Good practices reduce organic loss
Meanwhile, a stark first-year loss of 13.4 T SOC ac−1 (30 Mg ha−1) occurred at the USDA-ARS Salinas Organic Cropping Systems experiment (“Salinas experiment”) in double-cropped vegetables (White et al. 2020). The Salinas experiment is located in a soil on the border of regions 1 (coarse with no restrictions) and 2 (loamy with no restrictions) (fig. 1C), but with site properties (70% sand, 22% silt and 8% clay) more in line with region 1. Thus, SOC is potentially very sensitive to extreme tillage disturbance such as that induced by the soil spader used at the Salinas experiment site. This loss possibly was enhanced by the site's coarse texture that favors rapid microbial decomposition of SOM, a soil characteristic common to much vegetable production (fig. 5).
Similar to WSREC, initial SOM values may have played a role in this outcome. With an estimated 1.85% SOM (0–12 in; 0–30 cm) at the start of the experiment, the coarse soils had relatively high SOM levels, near the 90th percentile of region 1 soils (fig. 4; table 3), perhaps enabled by low tillage intensity, multiple cover crops, compost applied prior to the experiment (Brennan and Boyd 2012), and the site's cooler coastal climate (MAT = 14.2°C; MAP = 344 mm). The initial SOM loss was then partly compensated by stabilization of 4.2 T SOC ac−1 (9.4 Mg ha−1) out of the applied compost and an additional 1.5 T SOC ac−1 (3.4 Mg ha−1) from annual cover cropping versus quadrennial cover cropping. However, this was just 19% to 24% of additional carbon supplied via compost and different annual cover crop mixes through 8 years, similar to the Russell Ranch results.

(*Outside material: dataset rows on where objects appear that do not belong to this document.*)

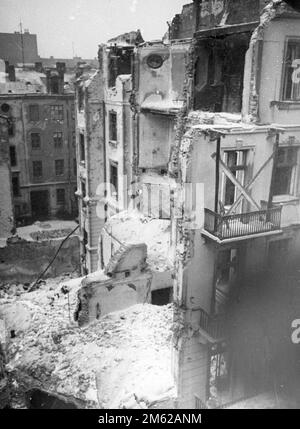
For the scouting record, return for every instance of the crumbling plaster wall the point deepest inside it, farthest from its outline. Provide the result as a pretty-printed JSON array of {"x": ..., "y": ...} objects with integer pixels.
[{"x": 23, "y": 261}]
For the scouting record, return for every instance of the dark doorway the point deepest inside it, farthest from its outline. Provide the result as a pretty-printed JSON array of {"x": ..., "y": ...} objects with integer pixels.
[
  {"x": 162, "y": 296},
  {"x": 39, "y": 204},
  {"x": 37, "y": 399}
]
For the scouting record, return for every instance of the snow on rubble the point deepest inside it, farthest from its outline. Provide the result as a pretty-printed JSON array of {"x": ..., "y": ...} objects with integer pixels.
[{"x": 122, "y": 360}]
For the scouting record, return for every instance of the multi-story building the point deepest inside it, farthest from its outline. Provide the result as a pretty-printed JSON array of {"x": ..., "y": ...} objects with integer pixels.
[
  {"x": 41, "y": 141},
  {"x": 240, "y": 139}
]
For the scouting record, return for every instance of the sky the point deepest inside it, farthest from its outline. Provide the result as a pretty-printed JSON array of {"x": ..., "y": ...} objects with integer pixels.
[{"x": 65, "y": 27}]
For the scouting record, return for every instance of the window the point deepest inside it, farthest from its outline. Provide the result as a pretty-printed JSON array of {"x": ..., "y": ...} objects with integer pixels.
[
  {"x": 37, "y": 169},
  {"x": 114, "y": 178},
  {"x": 35, "y": 141},
  {"x": 74, "y": 167},
  {"x": 113, "y": 126},
  {"x": 291, "y": 83},
  {"x": 15, "y": 185},
  {"x": 60, "y": 196},
  {"x": 59, "y": 167},
  {"x": 57, "y": 113},
  {"x": 13, "y": 156},
  {"x": 58, "y": 139},
  {"x": 82, "y": 147},
  {"x": 236, "y": 162},
  {"x": 34, "y": 115},
  {"x": 284, "y": 171}
]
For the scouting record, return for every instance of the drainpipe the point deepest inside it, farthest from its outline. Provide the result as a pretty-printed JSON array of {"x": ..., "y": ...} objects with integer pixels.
[
  {"x": 275, "y": 160},
  {"x": 217, "y": 174}
]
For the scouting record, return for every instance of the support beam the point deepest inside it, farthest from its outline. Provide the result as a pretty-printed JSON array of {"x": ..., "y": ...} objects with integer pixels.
[
  {"x": 236, "y": 182},
  {"x": 248, "y": 186}
]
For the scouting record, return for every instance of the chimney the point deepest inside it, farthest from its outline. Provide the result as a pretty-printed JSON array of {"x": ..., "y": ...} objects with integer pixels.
[
  {"x": 38, "y": 66},
  {"x": 11, "y": 73}
]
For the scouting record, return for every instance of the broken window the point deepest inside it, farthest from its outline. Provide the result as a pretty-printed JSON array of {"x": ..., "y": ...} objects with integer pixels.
[
  {"x": 37, "y": 169},
  {"x": 113, "y": 170},
  {"x": 57, "y": 113},
  {"x": 60, "y": 196},
  {"x": 219, "y": 73},
  {"x": 113, "y": 126},
  {"x": 236, "y": 162},
  {"x": 15, "y": 184},
  {"x": 13, "y": 156},
  {"x": 35, "y": 140},
  {"x": 58, "y": 139},
  {"x": 119, "y": 62},
  {"x": 82, "y": 147},
  {"x": 291, "y": 77},
  {"x": 59, "y": 167},
  {"x": 34, "y": 113},
  {"x": 285, "y": 171}
]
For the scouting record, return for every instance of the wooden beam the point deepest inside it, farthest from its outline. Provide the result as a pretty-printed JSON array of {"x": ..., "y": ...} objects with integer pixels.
[
  {"x": 248, "y": 186},
  {"x": 236, "y": 183}
]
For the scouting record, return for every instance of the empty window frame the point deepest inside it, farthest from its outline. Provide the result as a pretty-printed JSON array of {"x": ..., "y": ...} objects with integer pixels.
[
  {"x": 57, "y": 113},
  {"x": 15, "y": 184},
  {"x": 59, "y": 167},
  {"x": 113, "y": 126},
  {"x": 82, "y": 147},
  {"x": 37, "y": 169},
  {"x": 60, "y": 196},
  {"x": 236, "y": 162},
  {"x": 34, "y": 114},
  {"x": 291, "y": 72},
  {"x": 58, "y": 139},
  {"x": 13, "y": 156},
  {"x": 285, "y": 171},
  {"x": 35, "y": 141},
  {"x": 113, "y": 176}
]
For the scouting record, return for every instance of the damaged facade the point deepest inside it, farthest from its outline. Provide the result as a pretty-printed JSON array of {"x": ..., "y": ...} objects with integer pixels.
[{"x": 40, "y": 106}]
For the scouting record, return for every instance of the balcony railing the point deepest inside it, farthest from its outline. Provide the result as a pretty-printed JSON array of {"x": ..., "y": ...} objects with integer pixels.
[
  {"x": 226, "y": 227},
  {"x": 213, "y": 326}
]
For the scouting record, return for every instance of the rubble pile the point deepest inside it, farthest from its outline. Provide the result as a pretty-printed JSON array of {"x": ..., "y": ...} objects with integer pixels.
[{"x": 122, "y": 360}]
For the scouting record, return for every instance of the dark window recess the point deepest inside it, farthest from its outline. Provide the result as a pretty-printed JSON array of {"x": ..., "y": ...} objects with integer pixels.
[
  {"x": 74, "y": 166},
  {"x": 57, "y": 113},
  {"x": 37, "y": 169},
  {"x": 58, "y": 139},
  {"x": 60, "y": 196},
  {"x": 113, "y": 170},
  {"x": 161, "y": 296},
  {"x": 236, "y": 162},
  {"x": 59, "y": 167},
  {"x": 219, "y": 73},
  {"x": 119, "y": 62},
  {"x": 113, "y": 126},
  {"x": 291, "y": 88},
  {"x": 82, "y": 147},
  {"x": 286, "y": 162},
  {"x": 13, "y": 156},
  {"x": 15, "y": 185},
  {"x": 35, "y": 141},
  {"x": 34, "y": 114}
]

Soil health regions matter
The soil health concept has spurred awareness of soil as a living ecosystem, and has encouraged conservation practices, including (1) keeping the soil covered, (2) increasing crop diversity, (3) reducing tillage and (4) adding biomass such as compost or manure to feed the soil and build soil organic matter.
California has spent millions to fund soil health practices through its Healthy Soils Program. How these practices can be practically integrated across diverse climates, crops and soils, with realistic expectations of benefits, remains largely unanswered. This study demonstrated the utility of a recently developed soil health regions framework to guide place-based soil health strategies and expectations. As scientists and growers learn more about the soils in their region, there will be a better and shared understanding of what can be accomplished in terms of improving soil health and which practices work best for soils within a region — each of which has unique, inherent properties.

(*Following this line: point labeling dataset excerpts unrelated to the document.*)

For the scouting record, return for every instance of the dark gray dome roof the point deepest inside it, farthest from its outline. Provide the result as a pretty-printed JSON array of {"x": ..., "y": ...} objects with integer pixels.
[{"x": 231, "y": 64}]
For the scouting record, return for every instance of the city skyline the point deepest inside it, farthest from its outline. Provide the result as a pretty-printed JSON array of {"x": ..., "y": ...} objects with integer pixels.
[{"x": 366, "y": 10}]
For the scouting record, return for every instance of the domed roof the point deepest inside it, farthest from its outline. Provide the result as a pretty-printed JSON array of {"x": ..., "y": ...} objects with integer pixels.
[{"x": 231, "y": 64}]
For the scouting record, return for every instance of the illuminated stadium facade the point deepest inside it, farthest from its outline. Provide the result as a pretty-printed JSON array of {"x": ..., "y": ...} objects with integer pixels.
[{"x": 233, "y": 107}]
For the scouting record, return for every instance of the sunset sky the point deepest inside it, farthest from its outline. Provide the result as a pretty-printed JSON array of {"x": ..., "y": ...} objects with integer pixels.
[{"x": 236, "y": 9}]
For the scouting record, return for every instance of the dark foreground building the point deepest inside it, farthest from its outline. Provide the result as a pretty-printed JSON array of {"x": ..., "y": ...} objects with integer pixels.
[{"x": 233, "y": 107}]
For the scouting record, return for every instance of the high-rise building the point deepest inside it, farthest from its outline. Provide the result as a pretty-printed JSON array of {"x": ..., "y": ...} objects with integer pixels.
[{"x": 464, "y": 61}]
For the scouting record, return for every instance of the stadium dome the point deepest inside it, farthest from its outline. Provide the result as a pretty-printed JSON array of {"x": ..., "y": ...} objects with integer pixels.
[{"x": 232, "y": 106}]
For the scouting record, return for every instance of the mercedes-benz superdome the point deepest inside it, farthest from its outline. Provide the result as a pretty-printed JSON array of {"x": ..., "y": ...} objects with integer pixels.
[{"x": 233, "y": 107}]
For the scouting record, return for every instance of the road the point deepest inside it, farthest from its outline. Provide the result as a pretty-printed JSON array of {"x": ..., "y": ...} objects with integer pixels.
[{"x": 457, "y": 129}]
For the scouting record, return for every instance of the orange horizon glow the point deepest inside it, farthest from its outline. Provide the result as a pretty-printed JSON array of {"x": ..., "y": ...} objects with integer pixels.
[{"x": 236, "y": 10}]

Soil organic matter in California vineyards differed more by soil health region than by management practices. In three long-term annual cropping experiments, conservation practices showed promise for improving soil health (especially when starting from a relatively low level of soil organic matter) or helping to maintain soil health in intensively tilled systems when starting from a relatively high value.
The vineyard study demonstrates that the soil health regions framework can help growers understand the expected soil organic matter values for their location, an overall indicator of soil health. While conservation practices improved or helped maintain soil health in several long-term experiments, inherent soil properties and cropping system affected the outcomes. This is relevant to identifying where California's Healthy Soil Program resources would best be allocated and also highlights that long-term commitment to practices may be necessary to create and maintain increased soil organic matter.
The framework also revealed how ongoing investment in long-term soil health research has largely focused on soils ideal for agriculture. Given that agricultural production often spans more challenging soils (fig. 5), it is a good idea to expand the focus of soil health research, especially since soil health practices may pay greater dividends across these unique regions.